Isto mesmo resulta do citado Despacho do TJUE de 07-02-2022, proferido no processo C-460/21, onde se refere, relativamente à prova do enriquecimento sem causa enquanto exceção ao direito ao reembolso:
“o direito da União exclui assim que se aplique toda e qualquer presunção ou regra em matéria de prova destinada a fazer recair sobre o operador em causa o ónus de provar que os impostos indevidamente pagos não foram repercutidos noutras pessoas e que visem impedir a apresentação de elementos de prova destinados a contestar uma pretensa repercussão (Acórdão de 21 de setembro de 2000, Michaïlidis, C-441/98 e C-442/98, EU:C:2000:479, n.º 42)”.
Não é esta, porém, a situação dos autos, não estando aqui em causa o recurso a uma presunção para prova de uma situação excecional de enriquecimento sem causa.
Tratando-se de uma presunção, poderá sempre ser ilidida, mediante prova em contrário, demonstrando-se que a repercussão não ocorreu.
In casu, porém, nenhuma prova foi trazida aos autos suscetível de ilidir tal presunção, pelo que terá necessariamente de se concluir pela existência de repercussão.

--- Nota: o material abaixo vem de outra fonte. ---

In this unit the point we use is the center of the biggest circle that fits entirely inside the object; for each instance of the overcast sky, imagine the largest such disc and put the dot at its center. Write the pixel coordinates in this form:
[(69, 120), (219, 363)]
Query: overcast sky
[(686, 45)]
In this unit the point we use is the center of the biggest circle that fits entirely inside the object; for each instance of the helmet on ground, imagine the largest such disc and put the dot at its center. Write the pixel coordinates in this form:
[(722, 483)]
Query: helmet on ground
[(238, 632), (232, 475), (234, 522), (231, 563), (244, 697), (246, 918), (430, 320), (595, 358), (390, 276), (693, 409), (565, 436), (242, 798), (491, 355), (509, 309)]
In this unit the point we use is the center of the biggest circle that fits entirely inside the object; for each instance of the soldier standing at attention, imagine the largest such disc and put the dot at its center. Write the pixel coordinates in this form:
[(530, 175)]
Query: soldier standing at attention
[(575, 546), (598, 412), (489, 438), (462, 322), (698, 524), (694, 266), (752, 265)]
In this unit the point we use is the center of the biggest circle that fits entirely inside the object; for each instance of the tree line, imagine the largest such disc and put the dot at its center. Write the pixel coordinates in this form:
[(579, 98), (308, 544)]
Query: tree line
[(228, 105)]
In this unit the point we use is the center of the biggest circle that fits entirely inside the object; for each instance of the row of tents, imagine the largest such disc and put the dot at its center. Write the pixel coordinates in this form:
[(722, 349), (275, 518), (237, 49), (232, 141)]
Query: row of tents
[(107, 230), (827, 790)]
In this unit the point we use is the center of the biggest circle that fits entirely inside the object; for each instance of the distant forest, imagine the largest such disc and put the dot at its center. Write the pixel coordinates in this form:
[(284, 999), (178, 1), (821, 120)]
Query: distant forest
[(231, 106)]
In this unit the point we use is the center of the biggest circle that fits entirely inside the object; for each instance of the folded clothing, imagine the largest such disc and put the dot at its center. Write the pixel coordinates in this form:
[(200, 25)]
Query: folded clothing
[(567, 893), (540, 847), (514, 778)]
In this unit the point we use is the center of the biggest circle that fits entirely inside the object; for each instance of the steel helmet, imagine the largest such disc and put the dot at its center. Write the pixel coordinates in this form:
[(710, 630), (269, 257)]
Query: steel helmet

Note-se que, conforme tem vindo a ser defendido, “as regras do ónus da prova não significam que seja sobre a parte à qual ele é atribuído que recai o dever de trazer ao processo os meios de prova dos factos relevantes para decisão, dispensando a parte contrária de tal tarefa, pois a Administração Tributária nunca está dispensada de, em cumprimento do princípio do inquisitório, antes de aplicar as regras do ónus da prova, «realizar todas as diligências necessárias à satisfação do interesse público e à descoberta da verdade material, não estando subordinada à iniciativa do autor do pedido», por força do artigo 58.º da LGT.” – cfr, acórdão do tribunal arbitral, já citado.
Situando-se o princípio do inquisitório “a montante do ónus de prova”, as regras do ónus da prova só operam quando, “após o devido cumprimento daquele princípio, se chegar a uma situação de dúvida (non liquet) sobre os factos relevantes para a decisão do procedimento tributário, situação esta em que a matéria de facto é decidida contra a parte a quem é imposto tal ónus.
Por isso, não podem aplicar-se as regras do ónus da prova contra o sujeito passivo, valorando contra ele as dúvidas sobre a matéria de facto, em situação em que não foi cumprido adequadamente pela Autoridade Tributária e Aduaneira o princípio do inquisitório: se houve omissão absoluta de diligências no procedimento que tinham potencialidade para esclarecer os factos relevantes para a apreciação da causa, a falta de prova tem de ser valorada contra a Autoridade Tributária e Aduaneira.” – mesmo acórdão arbitral, já citado.
Assim, entendo que, tratando-se in casu de repercussão legal e não tendo a AT logrado demonstrar a sua inexistência, terá necessariamente de se concluir pela existência de repercussão.
Questão diferente é a prova do efetivo pagamento da CSR por parte das Requerentes, que a posição que fez vencimento entendeu não se ter logrado efetuar, com o que concordamos.
Em face do exposto, julgaria demonstrada a repercussão e não demonstrado o pagamento da CSR, pelo que concluiria, de acordo com a posição que fez vencimento, pela improcedência do pedido de reembolso da CSR.